A clustered index is stored in a B+-tree data structure and the actual data the whole row of data is in the leaf. So if you think of a b-tree structure (simplified) as something like:
           A
         /   \
        B     C
       / \   / \
      M   N O   P
And you have records like
[ Id =1, FirstName = Steve, LastName = Ash ]
[ Id = 2, FirstName = Neil, LastName=Gafter ]
Then for the clustered index, the id data (id=1 and id=2) will exist at every node (A, B, C, M, N, O, P), but the bytes for “steve” “ash” “neil” “gafter” will only exist in leaf nodes (either M N O or P). The id is used to locate which leaf holds the whole record. (note this is a simplification, see Wikipedia for more info about b+-trees). The noteworthy fact is being a clustered index means that the whole record is in a leaf (i.e. M N O P).

Now let’s think of a non-clustered index on lastName that corresponds to the clustered index above.
           D
         /   \
        E     F
       / \   
      Q   R         
In this case the “last name” is used to get to the leaf, and the leaf holds the primary key of the corresponding row in the clustered index. So D E or F will have things like lastName=Ash and lastName=Gafter and the leaves Q and R will have both lastnames and IDs. So an entry in Q or R might look like [lastname=Ash, id=1] (again simplifying).

So if you issue a query like
SELECT firstName FROM ThisTable WHERE lastName = ‘Ash’
(and the optimizer chooses to use the non-clustered index) then the database engine will do something like:
  1. Seek the non-clustered index for ‘Ash’
    1. Look in D to decide which direction to go E or F (lets say E is the right choice)
    2. Look in E to decide which direction to go Q or R (lets say Q is the right choice)
  2. Find the primary key for ‘Ash’
    1. In Q find id for Ash – which is id=1
  3. Seek the clustered index for id = 1
    1. Look in A to decide which direction to go B or C (lets say B is right)
    2. Look in B to decide which direction to go M or N (lets say N is right)
  4. Find the value of firstName for id=1
    1. In N find firstName for id=1 which is ‘Steve’
  5. return ‘Steve’ as the query result
Notice that we created a non-clustered indexed on lastName and we can use that index to quickly locate things by last name, but if we need any additional info, then we have to go back to the clustered index to get the other info in the SELECT list.

The “include” provides a way for you to shove additional information in the leaf nodes of non-clustered indexes (Q and R) to alleviate this "going back" to the clustered index.

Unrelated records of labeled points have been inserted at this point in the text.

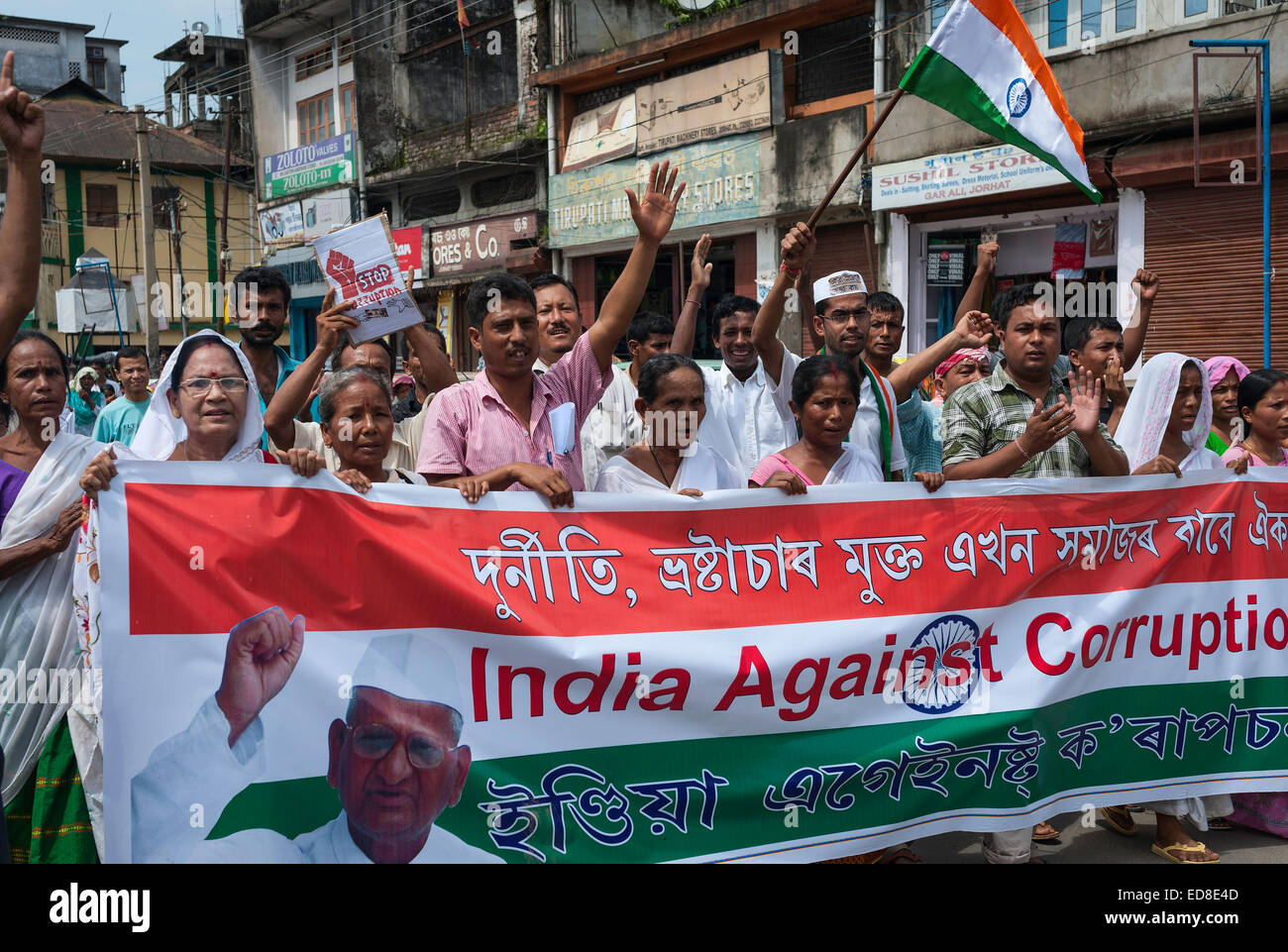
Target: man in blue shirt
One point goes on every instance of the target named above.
(121, 417)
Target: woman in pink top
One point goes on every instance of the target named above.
(824, 398)
(1263, 407)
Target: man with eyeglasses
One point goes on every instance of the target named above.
(841, 317)
(394, 759)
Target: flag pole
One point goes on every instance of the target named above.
(854, 159)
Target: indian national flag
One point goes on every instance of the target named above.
(983, 65)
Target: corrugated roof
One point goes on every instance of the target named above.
(78, 128)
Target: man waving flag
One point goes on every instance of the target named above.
(983, 65)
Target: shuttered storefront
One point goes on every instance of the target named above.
(1206, 247)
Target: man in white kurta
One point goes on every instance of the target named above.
(395, 760)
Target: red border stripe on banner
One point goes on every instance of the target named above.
(202, 558)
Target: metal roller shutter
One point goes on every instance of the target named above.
(1206, 247)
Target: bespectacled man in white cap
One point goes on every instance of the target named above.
(395, 759)
(841, 318)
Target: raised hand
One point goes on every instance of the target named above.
(1086, 402)
(22, 123)
(1145, 285)
(1046, 428)
(333, 322)
(975, 329)
(986, 257)
(1116, 386)
(798, 247)
(1159, 464)
(262, 653)
(655, 213)
(699, 269)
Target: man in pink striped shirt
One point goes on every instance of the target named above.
(494, 432)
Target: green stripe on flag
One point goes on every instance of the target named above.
(940, 81)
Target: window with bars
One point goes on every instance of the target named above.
(348, 119)
(101, 206)
(505, 189)
(835, 59)
(313, 62)
(442, 201)
(316, 117)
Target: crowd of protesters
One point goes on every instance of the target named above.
(1009, 393)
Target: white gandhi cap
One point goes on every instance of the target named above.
(837, 283)
(411, 668)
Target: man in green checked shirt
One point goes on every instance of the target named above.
(1024, 420)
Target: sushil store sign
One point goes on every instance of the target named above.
(722, 176)
(973, 174)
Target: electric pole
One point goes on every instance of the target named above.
(224, 254)
(150, 253)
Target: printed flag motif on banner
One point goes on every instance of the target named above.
(983, 65)
(742, 677)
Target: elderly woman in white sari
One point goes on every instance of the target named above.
(205, 408)
(40, 513)
(1166, 424)
(673, 404)
(1164, 429)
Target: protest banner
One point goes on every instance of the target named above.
(360, 263)
(656, 678)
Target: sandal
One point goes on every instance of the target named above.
(1120, 819)
(1185, 852)
(901, 857)
(1044, 832)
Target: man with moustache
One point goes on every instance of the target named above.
(743, 423)
(841, 318)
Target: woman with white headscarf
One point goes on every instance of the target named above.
(1164, 429)
(205, 408)
(1167, 420)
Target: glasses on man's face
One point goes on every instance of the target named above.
(844, 317)
(375, 741)
(198, 386)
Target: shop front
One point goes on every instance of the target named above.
(941, 208)
(463, 252)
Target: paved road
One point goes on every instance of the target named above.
(1103, 845)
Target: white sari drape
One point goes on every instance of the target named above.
(38, 622)
(699, 469)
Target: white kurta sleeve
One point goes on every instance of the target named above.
(192, 776)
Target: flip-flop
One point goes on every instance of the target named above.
(1051, 832)
(1120, 819)
(901, 857)
(1198, 848)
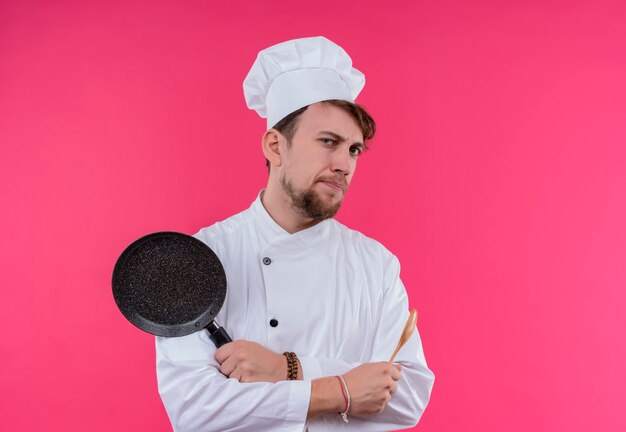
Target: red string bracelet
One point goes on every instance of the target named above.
(346, 397)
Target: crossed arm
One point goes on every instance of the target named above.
(371, 385)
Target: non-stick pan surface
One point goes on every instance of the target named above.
(169, 284)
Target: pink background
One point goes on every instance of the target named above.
(498, 177)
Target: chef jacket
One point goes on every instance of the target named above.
(328, 293)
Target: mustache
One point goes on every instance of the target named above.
(339, 180)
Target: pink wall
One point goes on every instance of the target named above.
(498, 177)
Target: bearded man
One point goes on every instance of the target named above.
(315, 308)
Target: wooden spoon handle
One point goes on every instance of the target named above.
(409, 327)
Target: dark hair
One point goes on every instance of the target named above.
(288, 125)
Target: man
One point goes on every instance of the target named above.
(315, 309)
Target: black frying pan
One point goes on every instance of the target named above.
(171, 284)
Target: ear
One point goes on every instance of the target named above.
(271, 146)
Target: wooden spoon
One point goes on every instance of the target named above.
(409, 327)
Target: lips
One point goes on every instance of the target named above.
(334, 184)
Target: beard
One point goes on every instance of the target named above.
(308, 203)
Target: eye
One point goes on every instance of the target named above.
(328, 141)
(356, 150)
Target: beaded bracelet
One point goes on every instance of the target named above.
(292, 365)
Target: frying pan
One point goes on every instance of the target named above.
(171, 284)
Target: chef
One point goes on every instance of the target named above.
(315, 309)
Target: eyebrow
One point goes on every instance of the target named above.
(343, 139)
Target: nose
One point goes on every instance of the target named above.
(342, 162)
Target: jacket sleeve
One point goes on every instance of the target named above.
(197, 397)
(414, 388)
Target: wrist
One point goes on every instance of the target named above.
(326, 397)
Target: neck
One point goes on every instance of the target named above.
(279, 207)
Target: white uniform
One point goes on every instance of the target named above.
(336, 300)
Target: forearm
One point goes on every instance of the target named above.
(198, 397)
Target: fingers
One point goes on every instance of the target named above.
(228, 366)
(395, 371)
(224, 352)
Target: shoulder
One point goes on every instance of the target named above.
(214, 234)
(357, 242)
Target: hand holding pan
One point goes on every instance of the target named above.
(171, 284)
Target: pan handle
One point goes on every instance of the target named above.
(217, 334)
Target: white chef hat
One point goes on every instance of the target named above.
(297, 73)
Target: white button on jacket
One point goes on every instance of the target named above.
(338, 302)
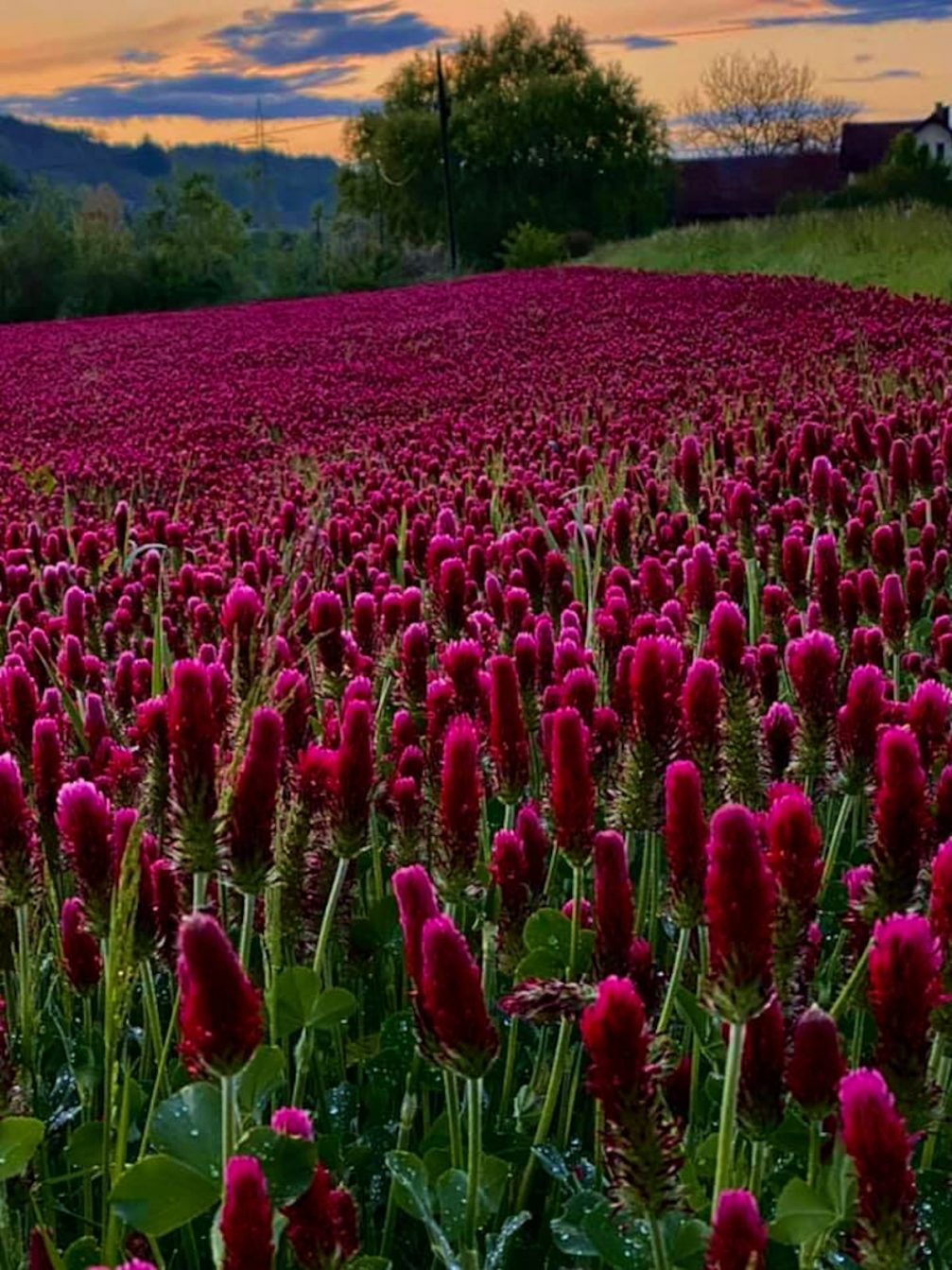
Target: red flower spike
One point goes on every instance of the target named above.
(876, 1138)
(247, 1217)
(219, 1017)
(739, 1235)
(454, 1000)
(573, 792)
(614, 910)
(740, 903)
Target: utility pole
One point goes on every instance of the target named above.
(443, 106)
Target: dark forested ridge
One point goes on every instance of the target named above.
(285, 193)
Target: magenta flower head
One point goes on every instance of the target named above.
(726, 639)
(573, 792)
(247, 1217)
(737, 1236)
(760, 1096)
(322, 1225)
(793, 851)
(643, 1147)
(812, 663)
(876, 1138)
(17, 840)
(858, 722)
(355, 778)
(417, 902)
(251, 826)
(701, 711)
(459, 804)
(905, 985)
(326, 622)
(293, 1122)
(82, 962)
(815, 1063)
(85, 823)
(901, 818)
(655, 684)
(508, 738)
(219, 1017)
(614, 911)
(685, 836)
(941, 898)
(193, 736)
(740, 904)
(454, 1002)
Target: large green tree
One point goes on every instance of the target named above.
(538, 132)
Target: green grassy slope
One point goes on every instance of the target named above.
(907, 251)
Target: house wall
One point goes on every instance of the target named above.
(937, 140)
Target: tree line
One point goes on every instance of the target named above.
(540, 151)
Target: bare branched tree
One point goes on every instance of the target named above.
(760, 104)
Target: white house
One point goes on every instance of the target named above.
(865, 145)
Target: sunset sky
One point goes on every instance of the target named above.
(195, 73)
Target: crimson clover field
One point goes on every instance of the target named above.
(476, 780)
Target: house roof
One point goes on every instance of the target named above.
(743, 185)
(866, 145)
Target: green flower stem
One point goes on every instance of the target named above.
(845, 809)
(474, 1109)
(729, 1111)
(304, 1047)
(578, 893)
(160, 1076)
(673, 983)
(753, 582)
(659, 1251)
(26, 985)
(548, 1107)
(228, 1124)
(150, 1009)
(330, 910)
(199, 891)
(407, 1114)
(454, 1125)
(849, 987)
(511, 1047)
(248, 929)
(942, 1077)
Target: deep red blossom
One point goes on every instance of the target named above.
(815, 1063)
(454, 1000)
(739, 1235)
(901, 818)
(739, 902)
(219, 1017)
(573, 791)
(82, 960)
(508, 738)
(247, 1217)
(881, 1148)
(459, 803)
(417, 902)
(905, 987)
(685, 833)
(322, 1226)
(614, 910)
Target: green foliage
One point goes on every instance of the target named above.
(908, 251)
(909, 174)
(538, 132)
(528, 247)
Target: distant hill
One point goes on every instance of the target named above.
(289, 189)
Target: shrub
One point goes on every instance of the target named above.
(529, 247)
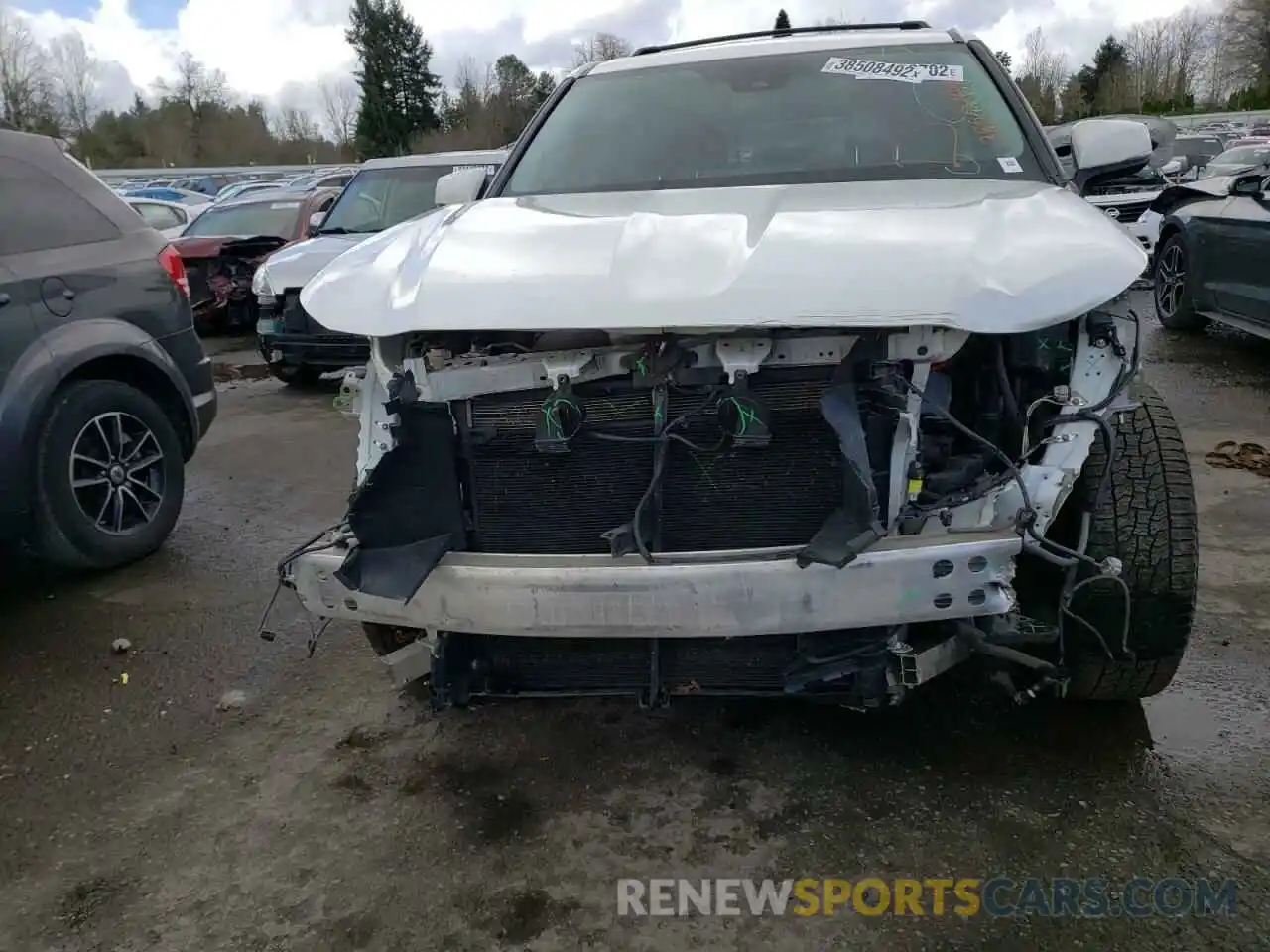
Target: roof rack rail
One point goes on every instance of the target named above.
(789, 32)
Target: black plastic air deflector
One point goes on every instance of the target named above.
(409, 513)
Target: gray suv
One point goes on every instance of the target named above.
(104, 388)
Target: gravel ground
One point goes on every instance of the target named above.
(238, 794)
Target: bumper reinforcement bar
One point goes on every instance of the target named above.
(730, 594)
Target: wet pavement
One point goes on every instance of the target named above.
(238, 794)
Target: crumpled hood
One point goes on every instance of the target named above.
(975, 254)
(295, 264)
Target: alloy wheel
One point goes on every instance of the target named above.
(117, 472)
(1170, 281)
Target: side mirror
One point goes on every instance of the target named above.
(460, 186)
(1102, 148)
(1251, 185)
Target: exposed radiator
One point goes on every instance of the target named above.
(526, 502)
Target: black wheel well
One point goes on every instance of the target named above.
(1167, 232)
(140, 373)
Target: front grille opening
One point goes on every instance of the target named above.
(530, 503)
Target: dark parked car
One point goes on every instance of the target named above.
(104, 389)
(1211, 258)
(222, 248)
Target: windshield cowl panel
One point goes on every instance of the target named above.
(862, 114)
(380, 198)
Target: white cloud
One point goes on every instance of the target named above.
(280, 49)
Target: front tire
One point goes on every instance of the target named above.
(386, 639)
(109, 476)
(1171, 285)
(1148, 521)
(296, 375)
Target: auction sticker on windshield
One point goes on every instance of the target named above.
(894, 71)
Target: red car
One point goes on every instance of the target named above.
(222, 248)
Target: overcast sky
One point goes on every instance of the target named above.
(280, 50)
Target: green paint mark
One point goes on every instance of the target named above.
(744, 414)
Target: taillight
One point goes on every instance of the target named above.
(171, 261)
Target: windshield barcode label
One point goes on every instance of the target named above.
(896, 71)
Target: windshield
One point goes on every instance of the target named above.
(1245, 155)
(277, 218)
(866, 113)
(380, 198)
(1198, 148)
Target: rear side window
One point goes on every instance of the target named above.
(39, 212)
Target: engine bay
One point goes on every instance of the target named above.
(684, 444)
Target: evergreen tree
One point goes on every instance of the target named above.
(399, 90)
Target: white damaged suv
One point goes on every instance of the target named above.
(776, 365)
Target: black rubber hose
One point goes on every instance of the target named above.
(1007, 391)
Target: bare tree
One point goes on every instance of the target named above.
(1248, 39)
(294, 125)
(194, 86)
(340, 100)
(75, 73)
(1220, 73)
(1166, 58)
(1043, 75)
(200, 93)
(601, 46)
(24, 82)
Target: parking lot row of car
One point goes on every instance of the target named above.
(104, 295)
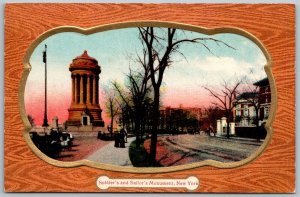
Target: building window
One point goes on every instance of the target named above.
(246, 112)
(266, 114)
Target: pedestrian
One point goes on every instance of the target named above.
(122, 139)
(125, 132)
(117, 140)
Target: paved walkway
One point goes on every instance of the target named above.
(183, 149)
(109, 154)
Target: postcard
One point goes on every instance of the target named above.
(124, 98)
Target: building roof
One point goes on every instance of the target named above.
(263, 82)
(246, 95)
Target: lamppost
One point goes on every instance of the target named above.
(45, 122)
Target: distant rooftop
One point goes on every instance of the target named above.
(263, 82)
(247, 95)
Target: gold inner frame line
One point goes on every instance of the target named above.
(96, 29)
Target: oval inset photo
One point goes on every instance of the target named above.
(138, 97)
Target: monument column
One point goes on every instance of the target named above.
(94, 90)
(76, 88)
(85, 72)
(97, 90)
(73, 89)
(81, 89)
(88, 96)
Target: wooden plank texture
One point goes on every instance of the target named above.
(273, 24)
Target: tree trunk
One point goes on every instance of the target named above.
(111, 126)
(154, 128)
(257, 125)
(137, 128)
(228, 122)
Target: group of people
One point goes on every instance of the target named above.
(120, 138)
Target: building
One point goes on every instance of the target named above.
(264, 98)
(85, 111)
(244, 110)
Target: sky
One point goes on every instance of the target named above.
(182, 83)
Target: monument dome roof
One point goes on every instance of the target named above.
(84, 62)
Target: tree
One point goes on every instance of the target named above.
(136, 97)
(225, 99)
(31, 120)
(111, 107)
(251, 95)
(159, 48)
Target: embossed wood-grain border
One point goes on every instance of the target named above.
(92, 30)
(273, 25)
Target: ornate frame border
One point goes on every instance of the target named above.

So had I created the non-clustered index above on LastName INCLUDE FirstName then the engine would only need to do:

  1. Seek the non-clustered index for ‘Ash’
    1. Look in D to decide which direction to go E or F (lets say E is the right choice)
    2. Look in E to decide which direction to go Q or R (lets say Q is the right choice)
  2. Find the firstName for ‘Ash’
    1. In Q due to the include there is id=1 AND firstName=’Steve’ so we have the first name right here!
  3. return Steve
So you get rid of that entire other seek into the clustered index. This additional seek shows up as a “bookmark lookup” operation in the query plan in MSSQL 2008 & MSSQL 2000 and just another join in MSSQL 2005 query plans. Bookmark lookup is a join -- just with a different name to indicate its semantic role in the query plan.

When you have an index such that they query can be completely served from the index without needing to go back to the clustered index – such an index is called a covering index. The index covers the needs of the query completely. And it’s a performance boost as you don’t need the other join.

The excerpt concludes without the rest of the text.